Environmental Control on Roman Time Coastal Industrial Settlements at the Confluence of the Atlantic and Mediterranean

2020 
Malvarez, G.; Navas, F.; Tello, C., and Hidalgo, R., 2020. Environmental control on Roman time coastal industrial settlements at the confluence of the Atlantic and Mediterranean. In: Malvarez, G. and Navas, F. (eds.), Global Coastal Issues of 2020. Journal of Coastal Research, Special Issue No. 95, pp. 870–874. Coconut Creek (Florida), ISSN 0749-0208.Ancient industries linked to the coast flourished in the rich realms of the temperate latitudes around the Iberian Peninsula from the VIIth century BCE to well after the Vth CE. Central to success during this time was the high productivity of the coastal waters and the value of the products manufactured in the then most important market in western Europe: the Mediterranean countries. It is during Imperial Rome when great romanization standardized the roman world that a network of industries, villae and cities flourished with valuable goods for the Empire even in the distant shores of southern Iberian peninsula (Baetica). Emperors were born in Baetica and olive oil and garum, the precious condiment sauce, generously exported to the heart of Imperial Rome. However, despite the generalized standardization, environmental control at the confluence of the Atlantic and the Mediterranean made that -a short distance apart- two distinct modes of coastal settlements developed. On the Atlantic coast, large scale garum production and fish salting factories generated both industrial settlements -where only workers lived along the installations- and prosperous cities with circa 30.000 inhabitants and municipal status. In the Mediterranean, but only close to the Strait of Gibraltar, a specific type of industry flourished that combined industrial scale but provided enough to establish very wealthy villae maritimae in the Alboran Sea along the current Costa del Sol.
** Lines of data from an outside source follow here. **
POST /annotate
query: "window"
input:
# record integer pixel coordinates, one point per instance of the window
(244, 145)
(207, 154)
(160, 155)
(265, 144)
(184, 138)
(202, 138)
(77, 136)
The presence of meso tidal conditions in the Atlantic promoted tidal fishing traps and extensive salt extraction, whereas the marked upwelling of the Alboran Sea and incised river valleys serving as natural ports of the estuaries in the Mediterranean approximately 2000 years ago, depicted a very diverse coastal paradigm. This paper revises the environmental control that determined why the different types of settlements occurred and why very distinctive cultures developed in such a short distance.